It’s been opinionated that a string operation is made complete only with RegEx. Hence, Python sports this module to perform complex string manipulations with precision and efficiency. A general overview of RegEx has been discussed in this blog here. A 3rd-party library regex) can be used in conjunction with this re module to enhance coding readability.

The authoritative source to review this module is https://github.com/python/cpython/blob/3.7/Lib/re.py. Although this library is currently consisting of less than 400 lines, it packs a handful of intuitive functions. Quoting from the horse’s mouth,

This module exports the following functions:
match Match a regular expression pattern to the beginning of a string.
fullmatch Match a regular expression pattern to all of a string.
search Search a string for the presence of a pattern.
sub Substitute occurrences of a pattern found in a string.
subn Same as sub, but also return the number of substitutions made.
split Split a string by the occurrences of a pattern.
findall Find all occurrences of a pattern in a string.
finditer Return an iterator yielding a Match object for each match.
compile Compile a pattern into a Pattern object.
purge Clear the regular expression cache.
escape Backslash all non-alphanumerics in a string.

Let’s explore the usage of each of these functions:

Compile(pattern[, index])

Converts RegEx pattern into RegEx object with access to re functions via the ‘dot notation.’ This enhances coding brevity by eliminating the repeats of the pre-compiled patterns when calling re functions.

Match(pattern, string[, string index])

will only match the specific index character of a string. The default is index=0 or first character of a string.
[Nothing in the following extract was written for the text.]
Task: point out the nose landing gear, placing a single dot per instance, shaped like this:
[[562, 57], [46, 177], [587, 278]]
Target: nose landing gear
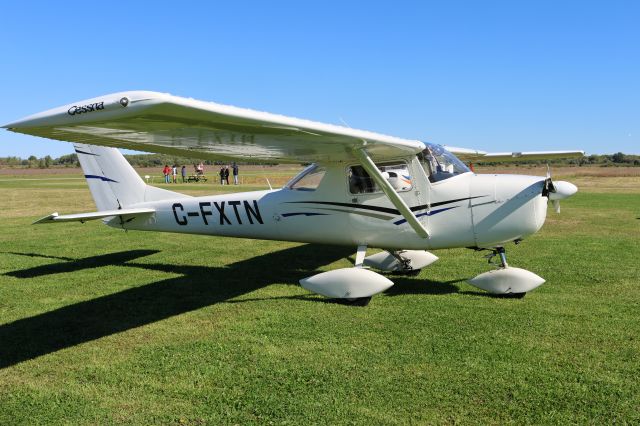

pattern = re.compile("i") #call the re module with function compile() to convert a character into RegEx and pass that to variable named pattern
pattern.match("fish") #result: no match because "f" does not equal "i"
pattern.match("fish",1) #result: matched "i" at index 1
Fullmatch()

Different to a match() in that fullmatch() will process the full string against the regex pattern

phoneNumPattern = regex.compile(r'\d{3}[-\.\s]??\d{3}[-\.\s]??\d{4}|\(\d{3}\)\s*\d{3}[-\.\s]??\d{4}|\d{3}[-\.\s]??\d{4}') #Explain: American phone number
phoneNumPattern.fullmatch('1 (714)', partial=True) #Result: will match because partial has been set to true
phoneNumPattern.fullmatch('1 (714) 555-5555-6', partial=True) #Result: no match because of the trailing '-6'
Search()

Performs a mini-Google search on a provided string

t = regex.search(r"\w+", "Taco Bell")
t.group() #Result: Taco
t.string #Result: Taco Bell
t.detach_string() #Release string from memory while keeping previously processed results. This is an important practice if the string value is a heavy document
Sub()

Substitutes matches found in a string. This is effectively a ‘replace’ command

someString = "Gone Fishing"
re.sub("\s", "... ", someString) #Result: someString = "Gone... Fishing"
Subn()

Performs sub() and also return the number of substitutions made.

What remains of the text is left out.